Law and the American Economy - Leonard P. Liggio, Literature of Liberty, Winter 1981, vol. 4, No. 4 [1981]

Edition used:

Literature of Liberty: A Review of Contemporary Liberal Thought was published first by the Cato Institute (1978-1979) and later by the Institute for Humane Studies (1980-1982) under the editorial direction of Leonard P. Liggio.

Part of: Literature of Liberty: A Review of Contemporary Liberal Thought, 20 vols. 19781-982

About Liberty Fund:

Liberty Fund, Inc. is a private, educational foundation established to encourage the study of the ideal of a society of free and responsible individuals.


Law and the American Economy

Harry N. Scheiber

  • Professor of American History at the University of California, San Diego, La Jolla and Professor of Law at the University of California, Berkeley

“Regulation, Property Rights, and the Definition of ‘The Market’: Law and the American Economy.” The Journal of Economic History 41(March 1981): 103–110.
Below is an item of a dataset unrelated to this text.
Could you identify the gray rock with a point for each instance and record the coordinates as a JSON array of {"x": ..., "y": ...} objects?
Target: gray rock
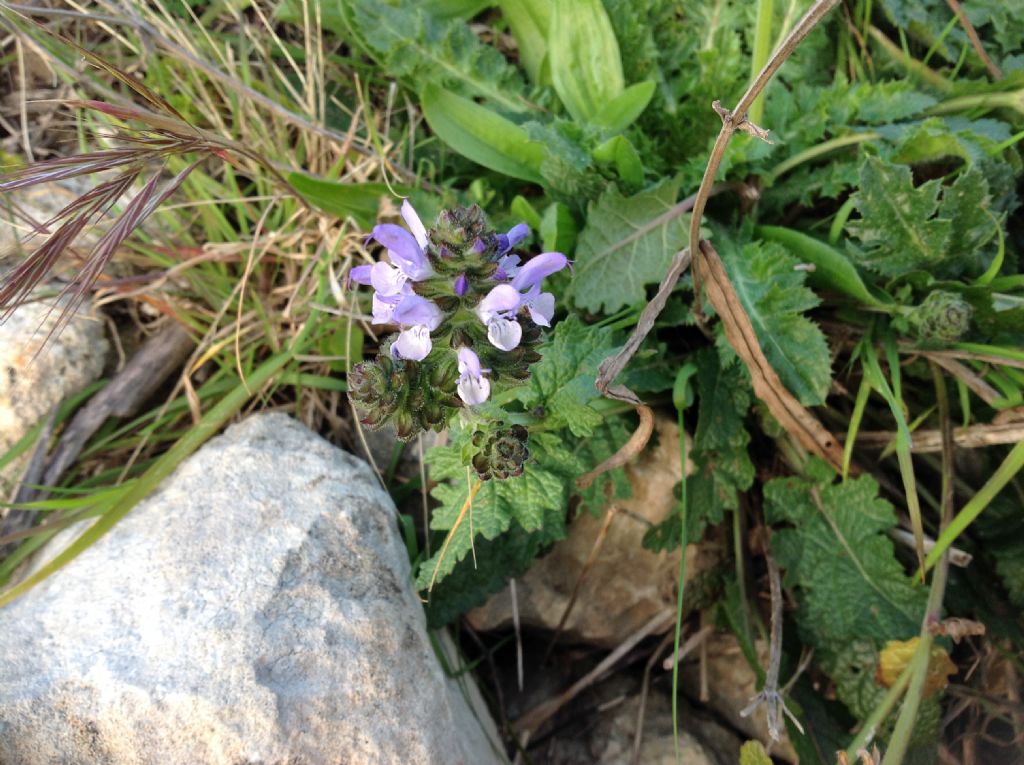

Professor Scheiber identifies four problems in the recent interdisciplinary studies of property rights, law, and economic development in the nineteenth-century United States.

First, recent studies stress too exclusively the positive functions of law in either the “release of entrepreneurial energy” or the exploitative allocation of advantages (by courts and legislatures) to the business interests leading industrialization.

Second, the dichotomy between alleged “instrumentalism” as the prevailing judicial style before 1860 and ‘formalism” after 1865 has been exaggerated.

Third, generalizations have been based too much on the eastern states and Wisconsin.

Fourth, there has been a failure to identify accurately the winners and losers in the struggle over regulation and the definition of property rights.

Thus, although rediscovery of the importance of institutions by economists and the renaissance of legal history among historians and legal scholars constitute welcome and converging developments in recent scholarship, much more research is needed on these main themes and literature.